Dos tiempos de 45 minutos y otros dos de 15 terminaron igual, tanto en el resultado como en la forma de juego. En retrospectiva, en el primer tiempo hubo una sola jugada de gol, casi al final. Fue un cabezazo del argentino Maxi Rodríguez que atajó el arquero violeta Gastón Rodríguez –reemplazante del lesionado Guillermo Reyes– de forma impecable, con volada y mano izquierda extendida, sacando la pelota al córner. El conteo de chances en ese trámite fue eso y nada más. Pero hubo mucho fútbol, lógicamente. Al violeta le salió bien la estrategia aplicada a la táctica. Presión alta, otra vez la idea de no dejar jugar a Gargano, primer carbonero en generar fútbol, y de impedir la subida de los laterales aurinegros.
Curiosamente, con todo lo bueno que hizo en la marca, fueron más las molestias que causó que las pelotas que ganó para poder aplicar verticalidad en el arco de Kevin Dawson.
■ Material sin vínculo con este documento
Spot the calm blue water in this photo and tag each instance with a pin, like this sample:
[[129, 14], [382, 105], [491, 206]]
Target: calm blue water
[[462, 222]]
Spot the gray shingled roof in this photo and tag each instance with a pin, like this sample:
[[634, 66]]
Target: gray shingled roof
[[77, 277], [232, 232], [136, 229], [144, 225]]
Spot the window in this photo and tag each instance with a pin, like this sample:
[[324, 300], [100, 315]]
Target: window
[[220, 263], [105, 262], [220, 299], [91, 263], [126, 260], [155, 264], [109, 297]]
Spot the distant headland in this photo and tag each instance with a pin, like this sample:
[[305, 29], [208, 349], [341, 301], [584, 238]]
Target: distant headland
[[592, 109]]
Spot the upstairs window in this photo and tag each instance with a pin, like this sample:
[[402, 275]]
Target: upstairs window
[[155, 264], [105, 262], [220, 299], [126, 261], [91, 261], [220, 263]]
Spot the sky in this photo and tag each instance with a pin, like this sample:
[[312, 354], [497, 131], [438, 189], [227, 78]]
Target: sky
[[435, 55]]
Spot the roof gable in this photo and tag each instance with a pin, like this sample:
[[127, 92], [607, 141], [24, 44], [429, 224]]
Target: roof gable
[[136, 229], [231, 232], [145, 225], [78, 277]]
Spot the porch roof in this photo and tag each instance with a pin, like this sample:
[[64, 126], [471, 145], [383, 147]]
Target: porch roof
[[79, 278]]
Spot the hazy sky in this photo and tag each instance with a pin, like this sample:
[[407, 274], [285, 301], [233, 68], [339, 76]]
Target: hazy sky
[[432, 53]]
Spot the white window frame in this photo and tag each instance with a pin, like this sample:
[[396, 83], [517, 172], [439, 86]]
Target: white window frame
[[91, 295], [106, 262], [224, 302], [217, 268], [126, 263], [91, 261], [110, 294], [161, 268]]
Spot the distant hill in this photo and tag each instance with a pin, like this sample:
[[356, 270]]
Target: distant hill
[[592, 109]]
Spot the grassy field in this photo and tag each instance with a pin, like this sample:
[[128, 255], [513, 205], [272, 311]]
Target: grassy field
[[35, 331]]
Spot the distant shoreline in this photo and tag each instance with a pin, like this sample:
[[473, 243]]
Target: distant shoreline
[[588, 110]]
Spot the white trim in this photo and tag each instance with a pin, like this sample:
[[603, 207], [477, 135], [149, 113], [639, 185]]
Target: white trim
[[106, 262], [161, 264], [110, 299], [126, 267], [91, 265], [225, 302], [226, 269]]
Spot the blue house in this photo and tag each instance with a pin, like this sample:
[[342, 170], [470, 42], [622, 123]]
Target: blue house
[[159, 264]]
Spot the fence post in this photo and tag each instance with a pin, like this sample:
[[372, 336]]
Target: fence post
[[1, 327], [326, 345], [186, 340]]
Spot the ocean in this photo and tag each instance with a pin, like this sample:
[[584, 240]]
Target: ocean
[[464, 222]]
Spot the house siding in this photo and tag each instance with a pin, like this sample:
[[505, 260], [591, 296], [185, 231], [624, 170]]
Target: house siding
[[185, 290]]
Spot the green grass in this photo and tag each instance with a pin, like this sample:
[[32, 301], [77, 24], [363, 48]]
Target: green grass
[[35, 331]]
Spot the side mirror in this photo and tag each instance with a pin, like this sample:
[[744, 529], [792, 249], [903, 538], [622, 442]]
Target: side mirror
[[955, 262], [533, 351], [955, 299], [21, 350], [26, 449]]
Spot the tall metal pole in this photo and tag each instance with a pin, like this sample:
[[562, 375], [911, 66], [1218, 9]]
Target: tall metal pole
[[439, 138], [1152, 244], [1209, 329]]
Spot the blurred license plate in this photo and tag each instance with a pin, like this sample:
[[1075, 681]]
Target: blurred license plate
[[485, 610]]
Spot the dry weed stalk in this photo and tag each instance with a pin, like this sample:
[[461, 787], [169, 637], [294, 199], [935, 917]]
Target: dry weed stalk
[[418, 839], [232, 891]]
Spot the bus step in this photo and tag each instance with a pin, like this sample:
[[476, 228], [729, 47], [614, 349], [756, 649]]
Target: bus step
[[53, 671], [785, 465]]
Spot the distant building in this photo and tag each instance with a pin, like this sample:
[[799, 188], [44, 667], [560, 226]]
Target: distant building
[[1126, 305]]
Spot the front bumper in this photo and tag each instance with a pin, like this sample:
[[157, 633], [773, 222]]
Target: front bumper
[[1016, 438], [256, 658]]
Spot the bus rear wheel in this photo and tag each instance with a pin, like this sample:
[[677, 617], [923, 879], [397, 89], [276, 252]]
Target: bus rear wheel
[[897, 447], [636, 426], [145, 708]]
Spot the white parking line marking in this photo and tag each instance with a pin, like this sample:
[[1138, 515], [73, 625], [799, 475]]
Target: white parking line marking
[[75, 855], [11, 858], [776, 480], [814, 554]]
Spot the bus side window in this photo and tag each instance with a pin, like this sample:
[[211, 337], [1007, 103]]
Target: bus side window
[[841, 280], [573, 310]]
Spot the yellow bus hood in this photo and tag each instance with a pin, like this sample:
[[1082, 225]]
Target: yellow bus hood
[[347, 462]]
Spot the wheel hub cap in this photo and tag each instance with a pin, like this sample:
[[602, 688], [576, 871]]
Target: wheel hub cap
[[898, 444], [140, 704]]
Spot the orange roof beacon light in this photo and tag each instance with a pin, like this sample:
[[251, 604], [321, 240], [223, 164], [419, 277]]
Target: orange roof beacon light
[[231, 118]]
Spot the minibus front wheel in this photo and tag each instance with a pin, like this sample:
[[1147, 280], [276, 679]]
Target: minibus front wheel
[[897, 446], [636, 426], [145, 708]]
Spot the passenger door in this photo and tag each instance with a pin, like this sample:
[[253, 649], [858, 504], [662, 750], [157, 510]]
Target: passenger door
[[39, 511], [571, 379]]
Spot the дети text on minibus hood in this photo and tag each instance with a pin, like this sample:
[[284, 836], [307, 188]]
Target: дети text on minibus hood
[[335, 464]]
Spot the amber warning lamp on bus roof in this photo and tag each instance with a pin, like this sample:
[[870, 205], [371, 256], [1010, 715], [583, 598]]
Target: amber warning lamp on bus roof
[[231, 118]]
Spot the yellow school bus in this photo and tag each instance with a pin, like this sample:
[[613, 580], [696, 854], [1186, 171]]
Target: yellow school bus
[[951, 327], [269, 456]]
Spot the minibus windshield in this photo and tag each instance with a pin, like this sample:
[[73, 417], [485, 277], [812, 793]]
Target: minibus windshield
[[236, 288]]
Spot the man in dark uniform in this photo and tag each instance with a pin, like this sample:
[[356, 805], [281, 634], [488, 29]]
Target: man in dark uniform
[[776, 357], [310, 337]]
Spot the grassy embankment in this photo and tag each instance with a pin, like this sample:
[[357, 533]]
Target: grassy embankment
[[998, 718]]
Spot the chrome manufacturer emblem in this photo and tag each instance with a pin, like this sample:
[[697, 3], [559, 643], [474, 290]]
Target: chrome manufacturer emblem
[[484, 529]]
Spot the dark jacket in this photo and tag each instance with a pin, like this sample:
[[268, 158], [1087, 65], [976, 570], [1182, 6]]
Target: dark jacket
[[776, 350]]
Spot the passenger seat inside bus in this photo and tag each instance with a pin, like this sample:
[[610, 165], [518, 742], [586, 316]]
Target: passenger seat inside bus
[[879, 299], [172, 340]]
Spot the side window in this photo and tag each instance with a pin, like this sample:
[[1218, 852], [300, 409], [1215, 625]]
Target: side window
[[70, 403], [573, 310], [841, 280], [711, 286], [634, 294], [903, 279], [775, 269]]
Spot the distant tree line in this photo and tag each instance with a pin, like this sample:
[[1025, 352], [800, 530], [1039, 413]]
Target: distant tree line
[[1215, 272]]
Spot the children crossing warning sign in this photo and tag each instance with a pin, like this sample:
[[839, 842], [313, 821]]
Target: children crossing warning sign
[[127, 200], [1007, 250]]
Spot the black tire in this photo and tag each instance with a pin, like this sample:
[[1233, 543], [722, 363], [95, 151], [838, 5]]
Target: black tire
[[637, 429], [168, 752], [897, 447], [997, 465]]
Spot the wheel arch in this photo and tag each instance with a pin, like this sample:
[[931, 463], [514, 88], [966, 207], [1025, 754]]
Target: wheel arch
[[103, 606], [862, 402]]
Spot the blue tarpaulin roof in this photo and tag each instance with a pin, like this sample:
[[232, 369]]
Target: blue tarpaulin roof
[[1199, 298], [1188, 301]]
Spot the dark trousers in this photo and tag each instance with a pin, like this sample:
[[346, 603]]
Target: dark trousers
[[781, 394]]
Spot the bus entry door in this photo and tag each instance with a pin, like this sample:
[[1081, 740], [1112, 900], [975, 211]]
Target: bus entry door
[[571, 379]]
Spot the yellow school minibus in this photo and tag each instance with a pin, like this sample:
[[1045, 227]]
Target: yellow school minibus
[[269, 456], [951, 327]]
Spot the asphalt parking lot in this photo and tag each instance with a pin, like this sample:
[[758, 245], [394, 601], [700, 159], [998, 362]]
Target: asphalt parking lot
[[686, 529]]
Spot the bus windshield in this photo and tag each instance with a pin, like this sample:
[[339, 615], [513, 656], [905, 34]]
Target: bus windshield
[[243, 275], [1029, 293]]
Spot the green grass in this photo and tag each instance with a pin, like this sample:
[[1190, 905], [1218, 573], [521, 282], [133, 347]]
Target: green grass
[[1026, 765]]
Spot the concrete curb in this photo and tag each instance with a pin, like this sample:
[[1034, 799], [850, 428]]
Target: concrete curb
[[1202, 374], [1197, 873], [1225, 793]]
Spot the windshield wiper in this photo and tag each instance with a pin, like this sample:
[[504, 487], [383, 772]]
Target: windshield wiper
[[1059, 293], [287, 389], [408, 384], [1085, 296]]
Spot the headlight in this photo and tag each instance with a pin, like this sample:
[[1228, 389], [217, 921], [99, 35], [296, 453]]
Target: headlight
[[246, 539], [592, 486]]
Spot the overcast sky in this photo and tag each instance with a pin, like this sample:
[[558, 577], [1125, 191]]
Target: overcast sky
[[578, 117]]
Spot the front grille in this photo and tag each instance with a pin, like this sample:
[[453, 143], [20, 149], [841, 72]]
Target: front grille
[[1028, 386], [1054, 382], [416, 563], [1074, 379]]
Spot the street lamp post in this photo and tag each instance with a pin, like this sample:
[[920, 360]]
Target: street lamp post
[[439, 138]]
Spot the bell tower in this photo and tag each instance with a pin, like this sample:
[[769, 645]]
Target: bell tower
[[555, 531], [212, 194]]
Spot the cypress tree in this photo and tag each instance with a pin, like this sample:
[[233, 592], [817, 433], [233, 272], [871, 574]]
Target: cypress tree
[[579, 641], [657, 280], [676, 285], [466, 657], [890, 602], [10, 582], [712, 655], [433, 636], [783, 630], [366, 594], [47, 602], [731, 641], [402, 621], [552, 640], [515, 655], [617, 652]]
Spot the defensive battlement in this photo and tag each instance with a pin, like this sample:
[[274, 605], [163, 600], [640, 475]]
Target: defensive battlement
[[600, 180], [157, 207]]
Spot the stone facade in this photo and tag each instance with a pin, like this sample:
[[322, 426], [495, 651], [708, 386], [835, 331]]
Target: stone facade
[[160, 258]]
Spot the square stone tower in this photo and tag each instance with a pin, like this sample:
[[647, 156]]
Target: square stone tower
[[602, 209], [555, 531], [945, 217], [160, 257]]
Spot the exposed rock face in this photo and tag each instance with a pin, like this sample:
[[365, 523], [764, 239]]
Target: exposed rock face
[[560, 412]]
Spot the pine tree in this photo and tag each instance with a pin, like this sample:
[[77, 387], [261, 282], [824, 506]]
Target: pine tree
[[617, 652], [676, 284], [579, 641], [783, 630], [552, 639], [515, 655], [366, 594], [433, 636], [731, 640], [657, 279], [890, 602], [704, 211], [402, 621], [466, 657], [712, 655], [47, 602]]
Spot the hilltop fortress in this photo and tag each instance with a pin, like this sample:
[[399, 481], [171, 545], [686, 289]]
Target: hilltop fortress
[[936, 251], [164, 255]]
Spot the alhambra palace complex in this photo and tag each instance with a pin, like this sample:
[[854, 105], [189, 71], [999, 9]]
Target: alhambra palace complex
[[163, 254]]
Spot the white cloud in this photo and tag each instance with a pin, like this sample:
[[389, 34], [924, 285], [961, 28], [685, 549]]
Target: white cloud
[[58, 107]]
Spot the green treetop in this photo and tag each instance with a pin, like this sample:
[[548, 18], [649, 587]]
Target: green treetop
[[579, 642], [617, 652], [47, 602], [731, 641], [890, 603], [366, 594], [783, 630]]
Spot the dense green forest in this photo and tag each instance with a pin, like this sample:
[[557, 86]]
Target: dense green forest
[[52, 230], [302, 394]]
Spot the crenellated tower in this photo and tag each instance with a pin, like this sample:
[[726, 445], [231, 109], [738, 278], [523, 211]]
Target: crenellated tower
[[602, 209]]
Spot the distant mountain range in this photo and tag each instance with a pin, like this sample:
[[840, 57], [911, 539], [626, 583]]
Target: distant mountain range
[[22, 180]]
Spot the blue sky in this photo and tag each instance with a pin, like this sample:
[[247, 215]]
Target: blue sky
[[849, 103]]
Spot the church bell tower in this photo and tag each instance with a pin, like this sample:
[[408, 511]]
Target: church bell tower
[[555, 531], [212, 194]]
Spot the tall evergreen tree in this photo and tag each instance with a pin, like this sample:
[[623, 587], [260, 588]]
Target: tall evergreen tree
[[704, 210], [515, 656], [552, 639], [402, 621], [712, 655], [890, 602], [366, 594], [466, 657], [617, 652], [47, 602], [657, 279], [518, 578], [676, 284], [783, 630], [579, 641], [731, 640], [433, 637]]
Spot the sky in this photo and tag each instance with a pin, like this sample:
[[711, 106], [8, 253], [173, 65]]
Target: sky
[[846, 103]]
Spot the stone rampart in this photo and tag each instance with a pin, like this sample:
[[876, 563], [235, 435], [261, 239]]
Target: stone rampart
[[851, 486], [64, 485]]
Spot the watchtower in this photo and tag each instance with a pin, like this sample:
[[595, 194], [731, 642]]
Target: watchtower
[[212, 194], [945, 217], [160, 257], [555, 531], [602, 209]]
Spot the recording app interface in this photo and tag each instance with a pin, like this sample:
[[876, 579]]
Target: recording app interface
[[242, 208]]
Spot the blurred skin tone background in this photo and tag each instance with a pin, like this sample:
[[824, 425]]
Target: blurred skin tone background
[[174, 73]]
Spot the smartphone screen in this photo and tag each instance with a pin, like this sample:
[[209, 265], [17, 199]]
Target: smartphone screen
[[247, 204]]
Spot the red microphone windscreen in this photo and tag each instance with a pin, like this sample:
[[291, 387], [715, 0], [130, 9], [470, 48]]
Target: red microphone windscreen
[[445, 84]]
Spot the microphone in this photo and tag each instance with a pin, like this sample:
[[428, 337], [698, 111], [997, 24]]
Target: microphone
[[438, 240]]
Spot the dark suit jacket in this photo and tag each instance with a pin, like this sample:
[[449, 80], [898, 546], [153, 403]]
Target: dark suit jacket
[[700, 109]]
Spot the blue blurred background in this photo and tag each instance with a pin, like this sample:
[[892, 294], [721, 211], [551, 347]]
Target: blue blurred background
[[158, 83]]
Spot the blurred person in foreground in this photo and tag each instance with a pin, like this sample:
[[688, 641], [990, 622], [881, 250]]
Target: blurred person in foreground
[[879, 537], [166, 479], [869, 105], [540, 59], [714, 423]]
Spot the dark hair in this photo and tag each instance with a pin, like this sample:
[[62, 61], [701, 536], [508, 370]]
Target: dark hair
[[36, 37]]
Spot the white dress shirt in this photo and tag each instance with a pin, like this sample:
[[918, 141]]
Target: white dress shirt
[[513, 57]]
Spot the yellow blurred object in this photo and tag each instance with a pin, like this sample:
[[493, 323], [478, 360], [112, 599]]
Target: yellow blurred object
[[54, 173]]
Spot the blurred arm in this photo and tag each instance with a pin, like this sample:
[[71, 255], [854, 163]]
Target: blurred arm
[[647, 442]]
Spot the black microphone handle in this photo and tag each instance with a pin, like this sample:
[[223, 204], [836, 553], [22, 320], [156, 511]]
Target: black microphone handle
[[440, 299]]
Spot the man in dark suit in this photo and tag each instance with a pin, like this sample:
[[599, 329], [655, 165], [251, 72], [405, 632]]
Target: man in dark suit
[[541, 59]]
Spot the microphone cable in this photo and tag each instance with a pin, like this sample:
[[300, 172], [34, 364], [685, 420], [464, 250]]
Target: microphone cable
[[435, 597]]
Más sencillo: no fabricó una jugada de gol, salvo tiros desviadísimos.
Peñarol, un poco molesto por no poder desenvolverse como le gusta, recién le encontró la vuelta al partido en la citada chance sobre el final. Con razones obvias: contragolpes a partir de pérdidas de balón de Defensor Sporting. Pero, valga la redundancia en el concepto, tampoco le exigió demasiado a la retaguardia violeta, salvo lo dicho sobre la atajada de Rodríguez.
Tampoco fue tan distinto el segundo tiempo. Peñarol no le pudo encontrar la vuelta para soltar a Gargano ni a los laterales, Defensor siguió siendo aplicado en la marca pero sin tener peso en el área; embudo de un lado, embudo del otro, pum para arriba y desfiguración total. Una cosa a tener en cuenta: las chances más peligrosas en el complemento fueron todas violetas. A los 60 minutos, un tiro libre de Facundo Castro dio en el travesaño; nueve más tarde, Mathías Cardacio le dio de bolea y la pelota se fue cerca del palo derecho; a los 80, Dawson atajó, gracias a su buen sentido de la ubicación, un zurdazo peligroso del volante Joaquín Piquerez.
Fundidos los dos, el alargue fue más empuje que otra cosa. Alguna insinuación inicial, pero rápidamente ambos equipos se dieron cuenta de que era mejor cuidar atrás que buscar adelante.
Los penales fueron la verdad. Peñarol metió los cuatro que le tocaron, ventaja suficiente para aprovechar los dos que Defensor tiró afuera. Y fue título, lo más grande que hay para ganar puertas adentro. Atrás quedan los borradores de la gloria, y ahora aparece la versión definitiva: ser campeón, volver a recordar y reconocer, siempre, porque la pelota va y viene, que la eternidad no se detiene.